Wir rächten, heilten und beschützten.
Unser Herr war Unbesiegbar.
Doch bestraften wir alle,
die anders dachten.
Hörten wir auf den sechsarmigen König.
So wurden wir verstoßen von unserem Gott.
Dies ist unser Fluch:
Ein Kopf, in zwei geteilt.
 Ich denke, einen Teil kann ich mir zusammen reimen.
Die ersten beiden Teile beziehen sich auf mich. Denn ich als Kleriker räche, heile und beschütze, das ist meine Mission. Zudem bin ich mit einem Kopf geboren doch nun als Ettin besitze ich deren zwei. Unser Herr war Unbesiegbar ist natürlich eine Anspielung auf meinen Gott, Heironeous. Einer seiner Titel lautet der Unbesiegbare. Doch aus dem Schluss kann ich mir keinen Reim machen."
 "Nun, wie steht es denn mit der Bestrafung der anderen? Ist das auch eine eurer Pflichten?" fragte Vadania.
 "Nein, ich denke nicht."
 "Für mich hört es sich an als hättet Ihr falsch gehandelt. Beeinflusst durch Heironeous' Gegner Hextor?" meinte ich.
 "Ja, es könnte doch sein, dass ihr Euren Herrn enttäuscht habt." Vadania war voller Eifer dabei.
 "Aber wieso verstößt er mich?" fragte der Ettin traurig.
 "Nun, ich denke nicht, dass er Euch verstößt. Ich glaube, Ihr müsst erst Euren Fehler einsehen, bevor er Euch verzeihen kann", antwortete ich nachdenklich.
 "Ja! Ihr habt sicher Recht." Aufgeregt blickte der Ettin uns an. Dann wurde sein Gesichtsausdruck wieder traurig. "Aber ich weiß nicht, was ich falsch gemacht habe."
 Plötzlich hoben wir alle drei den Kopf wie auf einen Befehl. Wir konnten die Geräusche einer sich nähernden, erregten und wütenden Menschenmenge vernehmen. Sie waren noch weit entfernt, doch es konnte nicht mehr lange dauern, ehe sie uns erreicht hätten.
 "Die Dorfbewohner!" rief ich.
 "Beeilung!"
 "Die Lösung muss in Eurer Geschichte stecken.

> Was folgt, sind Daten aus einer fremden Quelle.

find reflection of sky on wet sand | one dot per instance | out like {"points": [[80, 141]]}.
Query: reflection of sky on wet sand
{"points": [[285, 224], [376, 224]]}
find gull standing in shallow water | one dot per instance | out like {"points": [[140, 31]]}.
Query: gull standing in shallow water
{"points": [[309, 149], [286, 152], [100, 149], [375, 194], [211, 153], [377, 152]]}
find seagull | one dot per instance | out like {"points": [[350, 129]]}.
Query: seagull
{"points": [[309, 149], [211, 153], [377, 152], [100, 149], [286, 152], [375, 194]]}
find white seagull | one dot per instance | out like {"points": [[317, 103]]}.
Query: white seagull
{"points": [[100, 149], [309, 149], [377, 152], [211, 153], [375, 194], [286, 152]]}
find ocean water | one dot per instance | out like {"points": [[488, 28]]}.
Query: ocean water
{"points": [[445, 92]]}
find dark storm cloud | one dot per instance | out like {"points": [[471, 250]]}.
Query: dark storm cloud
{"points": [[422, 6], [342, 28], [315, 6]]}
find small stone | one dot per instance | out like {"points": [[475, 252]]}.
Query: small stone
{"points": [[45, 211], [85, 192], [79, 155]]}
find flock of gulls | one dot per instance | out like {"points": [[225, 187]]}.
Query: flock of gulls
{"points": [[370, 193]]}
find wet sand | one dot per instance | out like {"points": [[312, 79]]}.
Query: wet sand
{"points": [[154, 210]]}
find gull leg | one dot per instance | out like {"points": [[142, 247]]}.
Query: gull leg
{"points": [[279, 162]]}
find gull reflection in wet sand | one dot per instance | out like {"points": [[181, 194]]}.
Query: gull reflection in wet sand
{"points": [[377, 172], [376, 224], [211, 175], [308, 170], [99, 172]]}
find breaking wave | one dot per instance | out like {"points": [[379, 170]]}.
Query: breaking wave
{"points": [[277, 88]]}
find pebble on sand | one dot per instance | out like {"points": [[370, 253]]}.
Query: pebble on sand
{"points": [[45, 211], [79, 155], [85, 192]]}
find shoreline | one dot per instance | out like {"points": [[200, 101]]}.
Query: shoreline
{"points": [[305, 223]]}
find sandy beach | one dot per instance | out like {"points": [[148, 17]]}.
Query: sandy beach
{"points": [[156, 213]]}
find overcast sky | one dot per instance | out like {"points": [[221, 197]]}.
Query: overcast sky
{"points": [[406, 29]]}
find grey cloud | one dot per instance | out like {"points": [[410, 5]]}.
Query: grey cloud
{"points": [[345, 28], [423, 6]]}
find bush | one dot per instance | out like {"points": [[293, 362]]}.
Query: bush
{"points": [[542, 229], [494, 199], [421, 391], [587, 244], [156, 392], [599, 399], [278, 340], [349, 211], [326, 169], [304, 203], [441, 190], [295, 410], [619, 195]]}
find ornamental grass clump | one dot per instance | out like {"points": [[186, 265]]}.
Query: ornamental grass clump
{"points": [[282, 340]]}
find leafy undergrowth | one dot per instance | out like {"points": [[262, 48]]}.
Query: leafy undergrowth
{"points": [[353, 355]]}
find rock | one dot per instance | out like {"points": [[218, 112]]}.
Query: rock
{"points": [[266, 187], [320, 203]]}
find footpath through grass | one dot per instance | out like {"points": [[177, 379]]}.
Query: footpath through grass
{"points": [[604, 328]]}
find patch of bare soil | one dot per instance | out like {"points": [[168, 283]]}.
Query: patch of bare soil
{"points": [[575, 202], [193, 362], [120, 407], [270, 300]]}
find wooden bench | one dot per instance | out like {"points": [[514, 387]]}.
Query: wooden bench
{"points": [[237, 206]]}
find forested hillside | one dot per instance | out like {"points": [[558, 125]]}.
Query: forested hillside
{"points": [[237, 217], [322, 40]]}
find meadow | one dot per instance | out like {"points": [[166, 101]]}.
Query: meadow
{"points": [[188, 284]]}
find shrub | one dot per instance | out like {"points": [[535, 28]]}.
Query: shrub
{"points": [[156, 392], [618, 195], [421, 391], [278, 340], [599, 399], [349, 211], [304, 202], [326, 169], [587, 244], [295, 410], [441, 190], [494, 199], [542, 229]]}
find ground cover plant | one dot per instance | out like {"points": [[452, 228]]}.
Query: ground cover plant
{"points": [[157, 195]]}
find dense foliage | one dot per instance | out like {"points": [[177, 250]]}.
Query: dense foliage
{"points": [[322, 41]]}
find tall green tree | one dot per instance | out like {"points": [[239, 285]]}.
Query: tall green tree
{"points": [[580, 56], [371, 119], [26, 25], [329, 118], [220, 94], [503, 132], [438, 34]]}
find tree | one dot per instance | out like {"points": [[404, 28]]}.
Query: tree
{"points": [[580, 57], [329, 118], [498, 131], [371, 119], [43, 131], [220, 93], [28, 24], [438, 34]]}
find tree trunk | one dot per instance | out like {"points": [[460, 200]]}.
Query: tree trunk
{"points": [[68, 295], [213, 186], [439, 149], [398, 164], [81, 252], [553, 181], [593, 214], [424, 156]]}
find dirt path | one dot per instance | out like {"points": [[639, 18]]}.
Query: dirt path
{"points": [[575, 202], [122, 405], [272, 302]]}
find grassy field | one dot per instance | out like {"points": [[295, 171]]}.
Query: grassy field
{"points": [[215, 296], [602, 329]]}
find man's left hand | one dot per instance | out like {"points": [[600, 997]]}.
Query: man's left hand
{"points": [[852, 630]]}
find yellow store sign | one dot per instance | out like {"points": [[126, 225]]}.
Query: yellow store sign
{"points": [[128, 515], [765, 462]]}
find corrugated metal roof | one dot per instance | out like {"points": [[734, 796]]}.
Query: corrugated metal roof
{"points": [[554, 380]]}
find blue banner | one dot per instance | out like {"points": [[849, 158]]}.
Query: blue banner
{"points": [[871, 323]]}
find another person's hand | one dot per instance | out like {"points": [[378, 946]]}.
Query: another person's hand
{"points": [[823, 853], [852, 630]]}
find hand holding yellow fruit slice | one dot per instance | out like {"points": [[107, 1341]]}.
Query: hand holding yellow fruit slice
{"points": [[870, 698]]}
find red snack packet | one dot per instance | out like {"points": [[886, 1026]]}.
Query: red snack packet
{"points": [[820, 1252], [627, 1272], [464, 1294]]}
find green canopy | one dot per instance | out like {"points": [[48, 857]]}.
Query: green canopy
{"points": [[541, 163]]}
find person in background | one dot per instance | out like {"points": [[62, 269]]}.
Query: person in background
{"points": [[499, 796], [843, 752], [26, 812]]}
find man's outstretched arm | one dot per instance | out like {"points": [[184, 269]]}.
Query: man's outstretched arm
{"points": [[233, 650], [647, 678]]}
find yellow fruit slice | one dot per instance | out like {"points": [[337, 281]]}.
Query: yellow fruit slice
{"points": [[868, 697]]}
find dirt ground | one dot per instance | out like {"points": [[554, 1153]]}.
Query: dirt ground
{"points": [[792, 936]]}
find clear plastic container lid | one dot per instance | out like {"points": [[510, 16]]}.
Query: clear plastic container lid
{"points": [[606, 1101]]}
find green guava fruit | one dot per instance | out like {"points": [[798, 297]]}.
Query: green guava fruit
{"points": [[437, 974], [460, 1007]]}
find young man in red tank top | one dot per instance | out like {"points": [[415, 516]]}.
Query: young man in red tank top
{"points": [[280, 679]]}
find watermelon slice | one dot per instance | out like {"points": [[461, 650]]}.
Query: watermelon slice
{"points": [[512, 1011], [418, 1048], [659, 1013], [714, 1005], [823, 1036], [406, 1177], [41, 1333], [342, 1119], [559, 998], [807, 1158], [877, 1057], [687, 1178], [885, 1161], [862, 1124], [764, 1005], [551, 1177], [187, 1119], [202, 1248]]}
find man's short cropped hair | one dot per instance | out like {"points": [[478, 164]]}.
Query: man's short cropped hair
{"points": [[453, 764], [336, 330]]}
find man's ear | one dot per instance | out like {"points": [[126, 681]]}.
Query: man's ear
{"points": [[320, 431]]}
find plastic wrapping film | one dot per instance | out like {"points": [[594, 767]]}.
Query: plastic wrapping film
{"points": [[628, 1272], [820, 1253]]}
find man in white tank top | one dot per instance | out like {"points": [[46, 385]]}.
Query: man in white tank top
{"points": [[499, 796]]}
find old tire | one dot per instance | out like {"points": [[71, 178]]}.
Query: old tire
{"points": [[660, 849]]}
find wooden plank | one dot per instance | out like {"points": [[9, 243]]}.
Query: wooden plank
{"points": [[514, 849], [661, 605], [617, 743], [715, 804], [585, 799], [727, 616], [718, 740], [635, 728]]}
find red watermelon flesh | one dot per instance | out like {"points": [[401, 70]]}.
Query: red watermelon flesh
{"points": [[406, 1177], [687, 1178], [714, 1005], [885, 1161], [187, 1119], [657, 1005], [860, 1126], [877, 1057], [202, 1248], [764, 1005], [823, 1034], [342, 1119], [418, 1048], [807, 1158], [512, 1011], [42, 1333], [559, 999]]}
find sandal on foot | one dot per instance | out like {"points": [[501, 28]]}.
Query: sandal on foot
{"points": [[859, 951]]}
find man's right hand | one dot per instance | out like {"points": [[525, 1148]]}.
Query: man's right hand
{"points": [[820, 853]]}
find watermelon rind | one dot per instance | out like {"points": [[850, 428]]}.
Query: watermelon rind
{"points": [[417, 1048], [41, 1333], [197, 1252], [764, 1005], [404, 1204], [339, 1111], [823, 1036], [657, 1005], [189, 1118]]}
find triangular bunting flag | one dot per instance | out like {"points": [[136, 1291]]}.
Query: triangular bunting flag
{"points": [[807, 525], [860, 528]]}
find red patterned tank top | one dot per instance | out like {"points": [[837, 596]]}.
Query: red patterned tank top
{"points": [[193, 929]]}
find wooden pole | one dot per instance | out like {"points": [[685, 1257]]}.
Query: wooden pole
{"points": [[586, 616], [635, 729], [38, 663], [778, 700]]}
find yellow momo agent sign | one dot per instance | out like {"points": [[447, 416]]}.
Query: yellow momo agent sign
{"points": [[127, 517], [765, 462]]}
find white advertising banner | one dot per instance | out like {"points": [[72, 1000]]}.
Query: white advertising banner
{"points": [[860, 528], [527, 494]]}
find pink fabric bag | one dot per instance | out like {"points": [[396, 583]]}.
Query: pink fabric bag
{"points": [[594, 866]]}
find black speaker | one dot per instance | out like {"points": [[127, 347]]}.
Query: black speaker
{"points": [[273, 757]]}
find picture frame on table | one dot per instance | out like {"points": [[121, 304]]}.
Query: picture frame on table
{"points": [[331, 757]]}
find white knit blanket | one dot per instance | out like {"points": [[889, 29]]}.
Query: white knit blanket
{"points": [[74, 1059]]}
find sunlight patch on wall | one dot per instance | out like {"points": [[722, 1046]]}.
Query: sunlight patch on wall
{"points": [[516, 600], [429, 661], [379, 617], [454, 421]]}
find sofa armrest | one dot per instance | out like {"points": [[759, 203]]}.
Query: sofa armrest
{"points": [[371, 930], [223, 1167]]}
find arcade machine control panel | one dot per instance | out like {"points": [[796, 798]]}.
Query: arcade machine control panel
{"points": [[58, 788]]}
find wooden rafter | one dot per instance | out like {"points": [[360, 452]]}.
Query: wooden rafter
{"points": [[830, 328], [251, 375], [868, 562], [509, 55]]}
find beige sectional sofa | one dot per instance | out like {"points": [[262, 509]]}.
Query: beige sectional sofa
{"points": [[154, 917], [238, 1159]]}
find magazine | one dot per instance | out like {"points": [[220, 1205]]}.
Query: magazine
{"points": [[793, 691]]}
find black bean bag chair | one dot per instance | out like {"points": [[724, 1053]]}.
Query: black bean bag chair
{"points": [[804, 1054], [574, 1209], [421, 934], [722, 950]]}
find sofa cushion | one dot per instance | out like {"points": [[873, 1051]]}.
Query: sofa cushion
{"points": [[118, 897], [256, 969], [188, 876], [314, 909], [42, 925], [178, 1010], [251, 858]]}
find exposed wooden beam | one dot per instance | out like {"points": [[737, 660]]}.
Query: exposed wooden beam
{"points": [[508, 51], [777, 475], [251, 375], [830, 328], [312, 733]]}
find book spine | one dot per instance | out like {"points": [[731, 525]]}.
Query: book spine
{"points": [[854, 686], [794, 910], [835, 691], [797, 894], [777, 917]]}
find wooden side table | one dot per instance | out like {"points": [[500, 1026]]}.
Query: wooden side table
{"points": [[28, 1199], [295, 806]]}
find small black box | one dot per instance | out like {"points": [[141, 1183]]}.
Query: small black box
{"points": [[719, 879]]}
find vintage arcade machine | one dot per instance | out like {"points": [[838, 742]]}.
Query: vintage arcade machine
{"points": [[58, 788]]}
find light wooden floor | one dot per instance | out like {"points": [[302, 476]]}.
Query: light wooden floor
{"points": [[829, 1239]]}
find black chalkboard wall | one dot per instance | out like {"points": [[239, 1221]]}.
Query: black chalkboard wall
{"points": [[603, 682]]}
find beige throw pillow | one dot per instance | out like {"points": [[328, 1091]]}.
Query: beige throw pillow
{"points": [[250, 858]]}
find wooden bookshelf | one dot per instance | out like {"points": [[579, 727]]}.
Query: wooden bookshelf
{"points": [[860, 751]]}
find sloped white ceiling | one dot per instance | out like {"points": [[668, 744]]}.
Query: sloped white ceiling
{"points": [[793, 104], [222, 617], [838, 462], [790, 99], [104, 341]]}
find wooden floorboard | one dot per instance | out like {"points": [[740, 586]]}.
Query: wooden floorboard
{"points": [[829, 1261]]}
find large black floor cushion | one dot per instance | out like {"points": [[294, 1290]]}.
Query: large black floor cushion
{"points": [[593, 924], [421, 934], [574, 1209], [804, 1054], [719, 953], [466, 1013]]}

Was könnt Ihr getan haben, um Euren Herrn zu enttäuschen?" Nachdenklich ging ich auf und ab.
 "Vielleicht weil ihr die Siedlung angegriffen habt?" meinte Vadania.
 "Nein, denn das war ich nicht selbst, sondern Muck!"
 "Hm... dann muss es wohl vor Mucks erwachen sein... Ihr sagtet, Ihr hättet die Orks, die mit euch geredet hätten, einfach so gefressen?" erkundigte ich mich.
 Der Ettin nickte zustimmend.
 "Dann war das die Tat, die Euren Gott erzürnt hat. Denn obwohl Orks böse sind hättet ihr sie nicht einfach blindlings töten sollen, sondern ihnen eine Chance geben sich zu bessern und sie vom besseren Weg überzeugen sollen. Erst wenn alle anderen Mittel fehlgeschlagen sind sollte man Gewalt anwenden." Triumphierend blickte ich Vadania und Kynlyn an.
 Dieser schlug sich mit der Hand vor den Kopf. "Aber natürlich. Mein Herr hat ja so Recht. Diese Tat war unüberlegt, gewalttätig und gar nicht ehrenvoll." Er warf sich auf die Knie und rief: "Heironeous! Ich weiß, ich habe nicht immer recht gehandelt, doch bitte vergib mir meinen Fehler." Demütig senkte er den Kopf und betete. Daraufhin erschien vom Himmel herab ein Lichtstrahl, der den Ettin traf und langsam aber sicher verwandelte dieser sich wieder in einen Menschen. Ehrfürchtig fielen auch Vadania und ich auf die Knie, denn wir waren soeben Zeuge der Einwirkung eines Gottes ins menschliche Leben geworden.
 Während wir alle Drei auf dem Boden knieten, kam uns eine aufgebrachte Meute entgegen. Sie trugen Fackeln, Schwerter, Heugabel und schrien nach dem Blute des Ettins. Doch als sie uns drei da sahen, blieben sie wie angewurzelt stehen.
 Der Kleriker wandte sich der Menge zu und erklärte ihnen das Geschehen und sein Schicksal mit seiner wohlklingenden Stimme.
 "Meine Güte! Hätte ich mich fast versündigt!" rief Grism und fiel vor Kynlyn auf die Knie. 
 "Um mich zu entschuldigen werde ich bei euch bleiben bis ich meinen Schaden wieder gut gemacht habe. Erst dann werde ich zurück kehren." Dies stieß auf viel Zustimmung und der Mob machte sich begleitet vom Kleriker auf zur Siedlung.

 Wir blieben noch zwei Tage, um der Feier der Dorfrettung beizuwohnen, doch dann machten wir uns auf nach Hause um Sir Garyan diese freudige Nachricht zu überbringen. Kynlyn hatte uns als Dank seine Kettenrüstung sowie sein magisches Langschwert geschenkt.

 Nach gut zwei Wochen Reise kamen wir wieder in Winterfall an. Sofort suchten wir Sir Garyan auf und berichteten von unseren Erlebnissen. Zum Dank für die Informationen sowie die Rettung Kynlyns bekam jede von uns 750 Goldstücke, ein Vermögen!